Texas law requires people who drive in Texas to pay for the accidents they cause. Most drivers do this by buying auto liability insurance. Liability insurance pays to repair or replace the other driver’s car and pays other people’s medical expenses when you’re at fault in an accident.
If you buy insurance to meet the state’s financial responsibility law, you must buy at least the minimum amount. The current minimum liability limits are $30,000 for each injured person, up to a total of $60,000 per accident, and $25,000 for property damage per accident. This basic coverage is called 30/60/25 coverage.

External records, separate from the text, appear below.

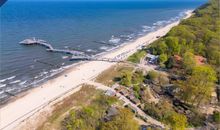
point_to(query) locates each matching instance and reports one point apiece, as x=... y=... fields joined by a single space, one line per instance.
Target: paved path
x=127 y=101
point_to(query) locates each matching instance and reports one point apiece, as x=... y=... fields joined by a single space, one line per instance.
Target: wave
x=22 y=83
x=114 y=40
x=3 y=80
x=10 y=78
x=104 y=48
x=65 y=57
x=16 y=81
x=2 y=85
x=90 y=50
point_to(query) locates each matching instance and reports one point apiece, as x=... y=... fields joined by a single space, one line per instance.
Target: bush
x=216 y=117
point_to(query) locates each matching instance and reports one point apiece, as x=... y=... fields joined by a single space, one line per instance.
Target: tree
x=199 y=86
x=163 y=58
x=162 y=48
x=216 y=116
x=137 y=77
x=176 y=121
x=153 y=75
x=188 y=61
x=173 y=45
x=123 y=121
x=126 y=78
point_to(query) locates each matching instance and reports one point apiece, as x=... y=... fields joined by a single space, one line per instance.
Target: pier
x=76 y=55
x=34 y=41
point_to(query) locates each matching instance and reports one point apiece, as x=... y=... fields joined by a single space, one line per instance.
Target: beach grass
x=135 y=58
x=81 y=98
x=111 y=75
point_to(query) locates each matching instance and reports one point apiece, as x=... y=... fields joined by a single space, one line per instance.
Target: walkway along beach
x=12 y=114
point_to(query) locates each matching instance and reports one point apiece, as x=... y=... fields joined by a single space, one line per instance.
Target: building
x=152 y=59
x=200 y=60
x=110 y=113
x=110 y=93
x=136 y=101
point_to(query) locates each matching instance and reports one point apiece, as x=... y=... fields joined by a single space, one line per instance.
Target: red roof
x=177 y=57
x=200 y=60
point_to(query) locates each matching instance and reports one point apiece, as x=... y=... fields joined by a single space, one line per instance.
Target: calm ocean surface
x=78 y=25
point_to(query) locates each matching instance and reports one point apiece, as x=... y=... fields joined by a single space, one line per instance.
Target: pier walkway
x=49 y=47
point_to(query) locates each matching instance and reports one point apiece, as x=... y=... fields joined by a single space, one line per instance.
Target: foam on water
x=2 y=85
x=114 y=40
x=10 y=78
x=16 y=81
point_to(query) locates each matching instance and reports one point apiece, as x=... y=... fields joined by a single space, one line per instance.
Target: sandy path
x=15 y=112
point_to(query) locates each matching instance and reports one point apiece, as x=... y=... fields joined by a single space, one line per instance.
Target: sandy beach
x=12 y=114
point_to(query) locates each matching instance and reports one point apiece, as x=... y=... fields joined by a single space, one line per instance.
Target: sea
x=88 y=26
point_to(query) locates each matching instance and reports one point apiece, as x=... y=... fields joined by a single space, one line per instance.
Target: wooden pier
x=34 y=41
x=76 y=55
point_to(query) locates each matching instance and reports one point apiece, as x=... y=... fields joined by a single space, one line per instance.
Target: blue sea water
x=78 y=25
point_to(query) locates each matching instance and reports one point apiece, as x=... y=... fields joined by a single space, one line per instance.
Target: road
x=127 y=101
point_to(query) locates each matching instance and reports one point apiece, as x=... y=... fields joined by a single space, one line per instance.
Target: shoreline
x=69 y=80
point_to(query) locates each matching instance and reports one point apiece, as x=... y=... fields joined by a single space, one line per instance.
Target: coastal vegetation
x=191 y=74
x=192 y=71
x=88 y=109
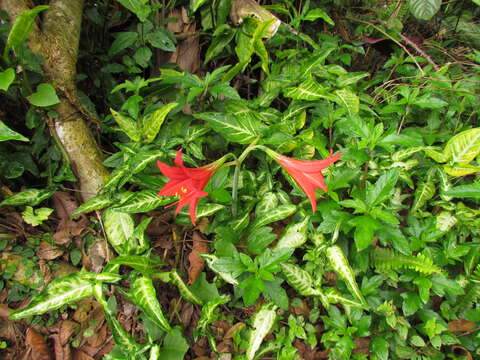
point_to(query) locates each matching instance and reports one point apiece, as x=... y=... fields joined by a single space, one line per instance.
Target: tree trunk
x=58 y=44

Because of car prices and the high cost of medical care, the minimum amounts might not be enough to pay all of the other driver’s costs if you’re at fault in an accident. Other drivers could sue you to collect the difference. Consider buying more than the minimum limits to protect yourself financially.

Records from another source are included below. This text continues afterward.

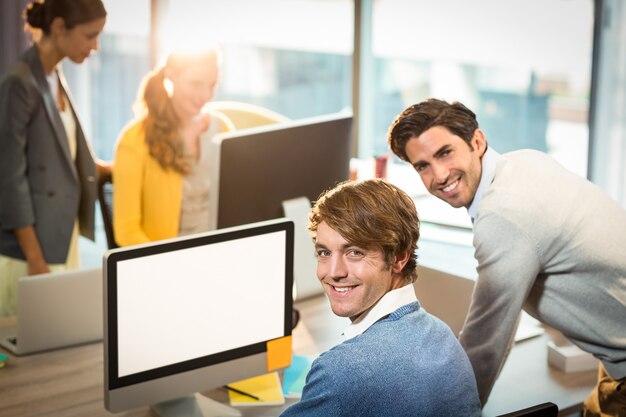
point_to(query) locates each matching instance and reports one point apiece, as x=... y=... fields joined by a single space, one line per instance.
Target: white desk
x=69 y=382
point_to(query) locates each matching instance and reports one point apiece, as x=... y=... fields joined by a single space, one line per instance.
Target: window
x=524 y=67
x=291 y=56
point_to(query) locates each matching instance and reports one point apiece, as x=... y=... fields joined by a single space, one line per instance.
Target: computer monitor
x=189 y=314
x=279 y=170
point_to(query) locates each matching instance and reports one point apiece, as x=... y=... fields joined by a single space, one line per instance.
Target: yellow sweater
x=147 y=199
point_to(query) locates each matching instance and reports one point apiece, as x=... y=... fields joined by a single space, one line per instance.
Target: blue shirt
x=408 y=363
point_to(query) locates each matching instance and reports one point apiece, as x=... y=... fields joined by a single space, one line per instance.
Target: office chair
x=105 y=200
x=540 y=410
x=245 y=115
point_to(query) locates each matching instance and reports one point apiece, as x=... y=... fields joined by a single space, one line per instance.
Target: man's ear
x=400 y=261
x=57 y=26
x=479 y=142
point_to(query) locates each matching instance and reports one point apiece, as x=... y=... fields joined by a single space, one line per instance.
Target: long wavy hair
x=160 y=122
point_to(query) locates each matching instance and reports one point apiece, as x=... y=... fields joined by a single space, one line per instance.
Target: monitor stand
x=194 y=406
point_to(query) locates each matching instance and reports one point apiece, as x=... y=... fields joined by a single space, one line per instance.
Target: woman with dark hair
x=47 y=168
x=161 y=169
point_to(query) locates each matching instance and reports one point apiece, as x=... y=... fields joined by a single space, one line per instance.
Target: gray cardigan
x=553 y=243
x=40 y=185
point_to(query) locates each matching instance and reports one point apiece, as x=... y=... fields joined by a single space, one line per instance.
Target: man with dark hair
x=545 y=239
x=397 y=359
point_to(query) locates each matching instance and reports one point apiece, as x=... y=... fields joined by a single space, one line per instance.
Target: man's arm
x=508 y=265
x=317 y=396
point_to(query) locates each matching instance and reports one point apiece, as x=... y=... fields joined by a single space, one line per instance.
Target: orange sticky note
x=279 y=353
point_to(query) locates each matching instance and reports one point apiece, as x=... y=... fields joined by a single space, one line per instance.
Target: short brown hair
x=371 y=214
x=418 y=118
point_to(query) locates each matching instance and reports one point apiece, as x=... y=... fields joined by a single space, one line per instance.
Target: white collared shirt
x=389 y=303
x=489 y=162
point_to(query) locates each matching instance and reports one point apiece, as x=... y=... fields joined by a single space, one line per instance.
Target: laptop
x=56 y=310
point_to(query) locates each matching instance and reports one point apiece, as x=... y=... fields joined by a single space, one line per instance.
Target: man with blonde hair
x=546 y=240
x=397 y=359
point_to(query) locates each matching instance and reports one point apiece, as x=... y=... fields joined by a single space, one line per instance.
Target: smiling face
x=448 y=167
x=354 y=278
x=78 y=43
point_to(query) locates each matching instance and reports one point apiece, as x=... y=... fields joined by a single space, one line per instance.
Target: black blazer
x=40 y=185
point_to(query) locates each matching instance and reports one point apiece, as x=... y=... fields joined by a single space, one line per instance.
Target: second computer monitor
x=255 y=170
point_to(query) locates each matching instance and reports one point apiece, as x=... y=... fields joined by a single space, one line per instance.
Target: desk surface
x=68 y=382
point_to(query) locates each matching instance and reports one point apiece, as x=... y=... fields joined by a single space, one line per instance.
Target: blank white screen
x=194 y=302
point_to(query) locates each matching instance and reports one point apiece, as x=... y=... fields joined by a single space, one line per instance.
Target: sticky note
x=278 y=353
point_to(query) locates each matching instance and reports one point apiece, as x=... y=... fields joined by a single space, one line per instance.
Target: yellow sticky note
x=267 y=388
x=279 y=353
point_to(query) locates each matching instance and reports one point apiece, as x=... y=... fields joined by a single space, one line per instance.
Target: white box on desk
x=571 y=358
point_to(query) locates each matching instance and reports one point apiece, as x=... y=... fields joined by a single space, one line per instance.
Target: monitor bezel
x=112 y=257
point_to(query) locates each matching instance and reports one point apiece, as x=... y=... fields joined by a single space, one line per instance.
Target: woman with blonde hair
x=47 y=168
x=161 y=168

Liability insurance doesn’t pay to repair or replace your car or to treat your injuries. Other types of coverages – such as personal injury protection, uninsured or underinsured motorist, medical payments, collision, and comprehensive – can help you pay for these expenses.

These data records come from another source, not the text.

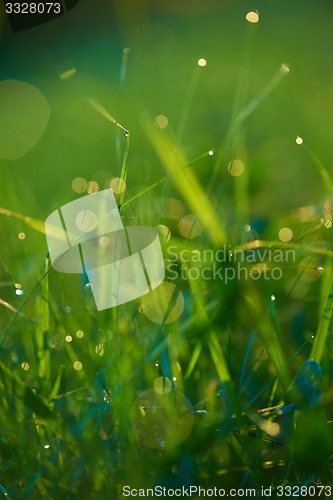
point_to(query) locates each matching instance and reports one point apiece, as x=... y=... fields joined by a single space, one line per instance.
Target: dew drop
x=285 y=69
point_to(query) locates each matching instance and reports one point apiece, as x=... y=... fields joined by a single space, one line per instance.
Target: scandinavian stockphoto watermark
x=87 y=236
x=226 y=264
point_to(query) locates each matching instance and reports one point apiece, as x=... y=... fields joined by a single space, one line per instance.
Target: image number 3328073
x=24 y=15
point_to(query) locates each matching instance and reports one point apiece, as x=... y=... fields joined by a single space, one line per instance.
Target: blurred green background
x=56 y=443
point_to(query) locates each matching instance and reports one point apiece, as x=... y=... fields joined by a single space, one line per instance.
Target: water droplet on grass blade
x=252 y=17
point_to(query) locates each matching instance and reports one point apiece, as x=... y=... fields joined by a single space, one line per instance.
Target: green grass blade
x=323 y=327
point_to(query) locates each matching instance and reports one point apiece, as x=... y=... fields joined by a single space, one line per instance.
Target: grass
x=200 y=382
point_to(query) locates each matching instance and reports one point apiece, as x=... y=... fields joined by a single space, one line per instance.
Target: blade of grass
x=141 y=193
x=185 y=181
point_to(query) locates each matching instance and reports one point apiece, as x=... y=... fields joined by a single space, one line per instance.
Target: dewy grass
x=84 y=394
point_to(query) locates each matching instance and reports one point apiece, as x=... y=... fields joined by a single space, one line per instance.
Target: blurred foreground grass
x=201 y=382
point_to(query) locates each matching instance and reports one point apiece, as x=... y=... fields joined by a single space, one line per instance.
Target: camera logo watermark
x=227 y=265
x=87 y=236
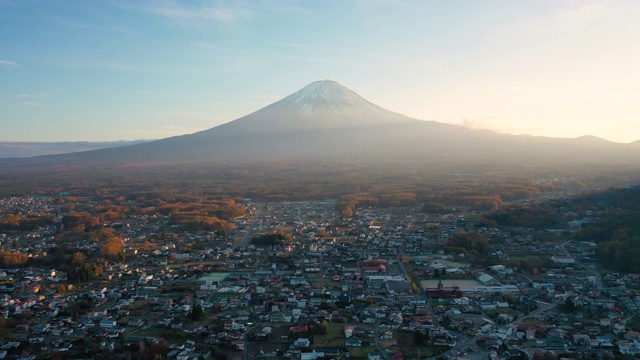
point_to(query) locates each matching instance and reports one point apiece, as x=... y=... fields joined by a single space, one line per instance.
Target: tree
x=78 y=258
x=196 y=313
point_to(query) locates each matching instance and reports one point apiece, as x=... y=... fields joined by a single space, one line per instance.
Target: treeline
x=271 y=239
x=31 y=222
x=618 y=238
x=536 y=217
x=11 y=259
x=202 y=214
x=348 y=204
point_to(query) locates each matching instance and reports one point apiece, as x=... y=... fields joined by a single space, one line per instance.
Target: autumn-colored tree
x=112 y=248
x=61 y=288
x=78 y=258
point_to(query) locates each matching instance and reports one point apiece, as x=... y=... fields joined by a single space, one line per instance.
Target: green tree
x=196 y=313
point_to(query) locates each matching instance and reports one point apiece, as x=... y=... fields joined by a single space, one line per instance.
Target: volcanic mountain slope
x=325 y=120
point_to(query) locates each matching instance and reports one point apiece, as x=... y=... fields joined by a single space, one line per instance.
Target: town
x=296 y=280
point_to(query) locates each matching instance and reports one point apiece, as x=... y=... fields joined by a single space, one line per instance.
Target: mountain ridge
x=325 y=120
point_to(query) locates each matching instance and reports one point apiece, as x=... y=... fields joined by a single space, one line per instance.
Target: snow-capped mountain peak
x=326 y=97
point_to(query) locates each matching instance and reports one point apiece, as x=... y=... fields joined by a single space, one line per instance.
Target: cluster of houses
x=377 y=277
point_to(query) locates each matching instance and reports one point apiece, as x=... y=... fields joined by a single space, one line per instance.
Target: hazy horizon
x=115 y=70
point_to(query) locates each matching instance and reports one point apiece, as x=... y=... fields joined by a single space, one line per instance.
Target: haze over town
x=114 y=70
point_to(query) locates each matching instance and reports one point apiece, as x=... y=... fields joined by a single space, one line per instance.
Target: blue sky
x=113 y=70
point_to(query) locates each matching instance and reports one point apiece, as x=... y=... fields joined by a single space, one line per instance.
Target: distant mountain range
x=326 y=121
x=19 y=149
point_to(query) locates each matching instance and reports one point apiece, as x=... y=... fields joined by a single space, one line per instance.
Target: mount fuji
x=326 y=121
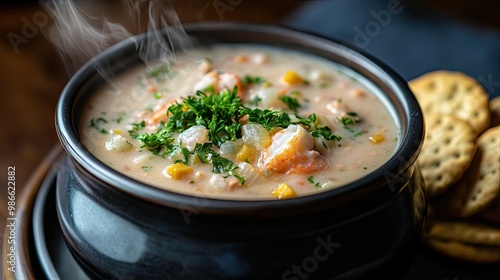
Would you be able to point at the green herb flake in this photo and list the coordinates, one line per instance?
(292, 103)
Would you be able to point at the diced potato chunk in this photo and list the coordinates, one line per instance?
(377, 138)
(291, 78)
(283, 191)
(178, 170)
(118, 143)
(246, 153)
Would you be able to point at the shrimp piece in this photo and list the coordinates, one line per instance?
(219, 82)
(291, 151)
(160, 114)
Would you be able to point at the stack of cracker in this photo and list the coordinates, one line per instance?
(460, 164)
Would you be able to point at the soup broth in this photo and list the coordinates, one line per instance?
(240, 122)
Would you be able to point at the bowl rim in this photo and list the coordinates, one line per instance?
(403, 159)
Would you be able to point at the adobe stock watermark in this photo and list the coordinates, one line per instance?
(29, 29)
(310, 264)
(381, 19)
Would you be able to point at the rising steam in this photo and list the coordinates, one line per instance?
(80, 31)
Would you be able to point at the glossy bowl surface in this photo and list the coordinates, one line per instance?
(116, 226)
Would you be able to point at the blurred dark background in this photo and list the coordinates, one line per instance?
(33, 75)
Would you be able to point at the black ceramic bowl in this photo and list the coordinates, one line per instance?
(120, 228)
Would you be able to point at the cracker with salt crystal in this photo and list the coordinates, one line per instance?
(466, 252)
(495, 111)
(448, 149)
(453, 93)
(480, 184)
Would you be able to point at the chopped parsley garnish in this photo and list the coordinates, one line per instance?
(255, 101)
(292, 103)
(220, 114)
(252, 80)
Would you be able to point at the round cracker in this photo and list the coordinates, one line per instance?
(495, 111)
(453, 93)
(466, 252)
(480, 184)
(448, 149)
(470, 232)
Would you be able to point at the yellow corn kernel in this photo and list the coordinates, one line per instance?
(178, 170)
(291, 78)
(377, 138)
(115, 132)
(283, 191)
(246, 153)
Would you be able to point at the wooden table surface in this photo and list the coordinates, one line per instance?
(32, 73)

Proof of Financial Responsibility
When you buy an auto policy, your insurance company will send you a proof-of-insurance card. You must show the card when you:
- are asked for it by a police officer,
- have an accident,
- register your car or renew its registration,
- get or renew your driver’s license, and
- have your car inspected.
Know Your Rights
Texas has a Consumer Bill of Rights for auto insurance. Your insurance company must send you a copy with your policy. Read it to understand your rights under Texas law.
Auto Insurance Coverages
Depending on the types of coverage you have, auto insurance pays for car repair or replacement, medical expenses, rental cars, towing, court costs, and other expenses.
Read your policy carefully because coverages vary. Pay special attention to who and what is covered by your policy. Also note the exclusions, which are the things your policy doesn’t cover. The following are some common exclusions:
- Named driver. Some policies cover only household residents specifically named on the policy.
- Excluded driver. Excludes coverage for people specifically named in an endorsement to your policy.
- Racing. Excludes coverage if you use your car in a racing event.
- Ride-booking. Most policies exclude coverage when you’re using your car for a ride-booking service like Uber or Lyft. Some insurance companies offer policies specifically for drivers for ride-booking companies.
- Intentional acts. Excludes coverage for losses that were intentional.
The front page of your policy – called the declarations, or dec, page – shows the exact name of your insurance company, your policy number, and the amount of your coverages and deductible.
Many insurance companies use the Texas Personal Automobile Policy, a standardized policy form that offers eight types of coverages. Companies may sell other policies that the Texas Department of Insurance (TDI) has approved. Some of these policies have more limited coverage. The following summary can help you understand the eight basic auto coverages (please note that your coverages may be different, depending on the type of policy you buy).
- Liability Coverage (basic liability coverage meets the state’s financial responsibility requirement.)
- Collision Coverage (for damage to your car)
- Comprehensive Coverage (other than collision)
- Medical Payments Coverage
- Personal Injury Protection (PIP) Coverage
- Uninsured/Underinsured Motorist (UM/UIM) Coverage
- Towing and Labor Coverage
- Rental Reimbursement Coverage
Note: The deductible is the amount you must pay before your insurance company will pay. For example, if you have a claim for $1,000 and a deductible of $300, the insurance company will automatically deduct $300 from the amount it pays you.